There is no way I would have climbed this mountain today if it wasn’t sandwiched in between two event shifts in Tokyo. As the situation was, I already booked my hotel in Numata and my schedule was rather inflexible. But a super typhoon was raging over Japan. Not exactly ideal conditions.

But as it turns out… I was ridiculously lucky. I set out in the hazy early morning with misty rain, only to arrive at the cable car conditions in perfect weather conditions. Beautiful blue skies with the occasional white cloud, not too warm, not too cold. And this would last almost my whole hike. Only halfway the descent I noticed clouds coming in and in the last 15 minutes during my walk through the forest did it start to rain.

But as said; not during my climb to the top.

Mount Nikko-Shirane is a popular mountain. It’s easy to understand why; it’s beautiful and easily accessible. Both hikers as people who just want to walk their dog can come here.
Even though I came as early as possible, there already were around 20 hikers getting ready. Most of them I left behind me and never saw again, but two hikers walked around my pace and were my silent companions on the way up. It was absolutely not bothersome, but bear in mind that on weekends and holidays, and especially with a good weather forecast it might become very crowded on the way to the top.

But as that wasn’t the case today, I thoroughly enjoyed the climb. You start out on an easy to tread path in a pretty green forest, which gradually turns into a rocky path with the occasional view on surrounding mountains. Like the climax in an upbeat song, getting out of the forest with a view on the last few hundred meters to the bald and boulderous peak gives a kind of sense of victory and gives you renewed energy. I honestly loved every moment of the climb and the views at the top were absolutely spectacular.

I enjoyed an onigiri here - what fantastic food for a hike - and screened the path that I was planning to take.
My habit to try to loop my hikes as much as possible turned out badly during my previous outing, but this time I was lucky again.


I needed to orientate myself on the top a bit, because although I saw the path I was going to take, I didn’t immediately find the access from the top where I was standing. I idled around a bit and again this was a stroke of luck as I found some breathtaking views from in between rocks and boulders where I shouldn’t need to be.

The slippery way down reminded me a bit of Mount Fuji as I needed to watch my every step not to slip away with the small stones underneath my feet. But different from Mount Fuji, spectacular views were everywhere.
It made going down even more dangerous as I needed to watch my every step, but the views kept pulling my gaze up.

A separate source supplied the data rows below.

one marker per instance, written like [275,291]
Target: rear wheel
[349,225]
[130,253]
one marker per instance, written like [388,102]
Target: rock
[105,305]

Eventually I arrived at a crossing where I saw some grey clouds getting in. It would still be a while before they would catch up, so I decided to take a small detour to one of the lakes that I saw from above. Here I had my second onigiri and enjoyed the songs of the birds and the rustling of the wind through the trees.
I picked myself up again and continued my loop which would now almost solely would go through unspoiled forest, freshly green from the rain of the previous days. The loop felt rather long, but the forest didn’t bore and I was extremely grateful for the solitude I found here.
The “main road” to the top was crowded as I saw in the last few meters back to the cable car, but during the whole descent I only met one group of three guys. Pure bliss and as good as any forest bath.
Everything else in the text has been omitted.